Always A Bridesmaid...the Susan Lucci of the Romance World
In March of this year I received my 11th RITA® nomination from Romance Writers of America® for my book, Becoming Dante. It’s the romance industry’s highest writing honor. To date I have never actually won a RITA, which means I’ve had the most nominations without a win for any author in the history of RWA. That’s 0 for 11, people. A big ol’ goose egg in the win column. I’m approaching a number of Susan Lucci-esque proportions. Always a bridesmaid, never the bride.
Okay, that’s not really fair because there’s something a little sad if someone is never a bride, unless it’s by choice. Receiving eleven RITA nominations is seriously cool, even if I haven’t won. It’s not easy to get a nomination. There are a lot of fantastic romance authors out there who are unbelievably fabulous writers. So, I’m really proud to have received that many nominations.
And then the phone calls came…
People say the funniest things…
Me: Hey, Not-My-Mom! <Name changed to protect the guilty.> Guess what? I just received my 11th RITA nomination.
Not-My-Mom: That’s wonderful honey! Which book?
Me: Becoming Dante.
Not-My-Mom: I don’t think I read that one.
Me: <Actually she has. She proof-read it for typos. Worth arguing? Nah.> Okay. I’ll bring over a copy.

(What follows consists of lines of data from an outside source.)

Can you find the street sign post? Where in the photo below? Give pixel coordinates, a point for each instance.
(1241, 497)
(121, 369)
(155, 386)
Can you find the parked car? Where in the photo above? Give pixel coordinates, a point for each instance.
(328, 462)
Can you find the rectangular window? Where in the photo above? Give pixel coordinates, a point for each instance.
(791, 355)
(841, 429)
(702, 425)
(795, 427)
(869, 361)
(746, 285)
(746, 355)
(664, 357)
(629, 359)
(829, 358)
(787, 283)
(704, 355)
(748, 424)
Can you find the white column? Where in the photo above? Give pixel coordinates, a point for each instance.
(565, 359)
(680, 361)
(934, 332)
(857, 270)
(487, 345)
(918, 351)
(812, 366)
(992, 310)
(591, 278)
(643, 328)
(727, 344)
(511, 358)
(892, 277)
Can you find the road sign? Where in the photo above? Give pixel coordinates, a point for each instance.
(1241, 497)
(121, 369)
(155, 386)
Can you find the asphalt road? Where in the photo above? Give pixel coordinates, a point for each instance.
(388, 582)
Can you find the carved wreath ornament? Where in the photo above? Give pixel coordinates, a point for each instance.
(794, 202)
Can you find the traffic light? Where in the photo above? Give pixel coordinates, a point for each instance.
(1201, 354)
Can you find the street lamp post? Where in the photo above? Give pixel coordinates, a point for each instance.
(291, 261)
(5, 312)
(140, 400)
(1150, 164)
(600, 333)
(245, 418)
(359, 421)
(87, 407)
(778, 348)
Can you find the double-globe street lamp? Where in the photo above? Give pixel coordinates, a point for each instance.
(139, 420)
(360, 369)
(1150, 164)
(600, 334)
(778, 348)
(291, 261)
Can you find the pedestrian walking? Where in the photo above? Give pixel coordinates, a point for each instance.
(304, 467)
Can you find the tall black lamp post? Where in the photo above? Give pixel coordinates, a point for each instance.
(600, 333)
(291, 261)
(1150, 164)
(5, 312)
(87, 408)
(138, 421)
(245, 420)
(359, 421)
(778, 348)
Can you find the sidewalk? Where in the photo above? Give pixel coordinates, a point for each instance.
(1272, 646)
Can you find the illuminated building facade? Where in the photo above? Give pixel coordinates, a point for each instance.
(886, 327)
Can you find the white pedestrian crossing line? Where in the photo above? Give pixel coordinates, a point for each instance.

Not-My-Mom: Thank you. That would be nice. <Significant pause, full of nonverbal mom-speak.> So. Do you think you can actually win this time?
Me: <Don’t answer the phone. You’re working> Hello?
Friend: Hey, congratulations on the RITA nomination!
Me: Thanks so much. It’s such an hon–
Friend: So, how many is this one?
Me: <trying hard to sound modest> Eleven.
Friend: That’s obscene. Are you going to wear all those nomination pins again this year? What do you call them? Your chorus line?
<Explanation: When you receive a RITA nomination, RWA gives you a silver pin in the shape of a RITA statuette that you can attach to your name badge at the national conference.>
Me: I call them my dancing ladies. And yup. I’m going to wear all eleven of them.
Friend: I really have no sympathy for you, you know.
Me: Huh? <Damn. I really need caffeine. Why did I give up caffeine? I love caffeine. It loves me. It helps my brain work. It helps me think. It helps me right. I mean write. It helps me sound mildly intelligent.>
Friend: No sympathy. Eleven nominations is as good as a win.
Me: Yeah, but if you win, they give you a gold pin to wear on your badge. Plus, they give you this really cool statuette. And you get to say you’re a RITA winner. Not just a nominee. <Okay, now I’m sounding ridiculous. And I have the sneaking suspicion there was a teensy-weensy whiny sound happening in here. Just say, “screw you” and hang up.> Listen, I have to go. But, I really appreciate the support.
Ex-Friend: No sweat. What are friends for?
Me: What do you mean you need a picture of me? <Please don’t let me sound as panicked as I feel!>
RWA: Day, you’ve been through this eleven times. We always need a picture of you for publicity purposes.
Me: You don’t get it. I don’t have pictures of me. I don’t have them on purpose.
RWA: We need one by April 9th. A recent one.
Me: <Recent? Rats! Foiled again! And in only two weeks. I need to lose 359 pounds and 20 years in two weeks. Yeah, that’ll happen.> Look, I don’t think two weeks is going to cut it. I’m not sure two years will be enough. Can’t we just use my dog’s picture? Yoda’s really cute.
Me: Look, I’ll try. But you’re asking to have someone take a picture of me that doesn’t look like I’m A) unbelievably old; B) unbelievably fat; and C) okay, maybe not ugly, but at least it would help if I looked a little less like Cinderella’s evil stepmother.
RWA: Okay, do that.
Me: Okay, no. <I hate when people go silent. I know I’m supposed to outwait them. That’s the trick. Just stay silent until they cave first.> But I’ll do my best. <I get hit by a sudden realization.> Wait. They put our pictures up on a really big screen during the ceremony, don’t they?
Me: <Images of a ginormous, well, me runs through me head. I cannot handle this!> Fine. I’ll do it. But, I’m giving you fair warning. My husband sucks at photography. So, don’t be surprised if I look a little fuzzy around the edges, have droopy ears, a big old toothy grin, and a moustache. It’s me, not Yoda. Really.
Bottom line? I really am proud to have received an eleventh RITA nomination. It doesn’t matter whether I win a gold dancing lady. I’m already a winner because I get to write books I absolutely love and associate with some of the most wonderful people in the industry. And that’s what’s truly important. The rest? It’s icing. Which I can’t eat if I ever hope to lose those 359 pounds. Ever.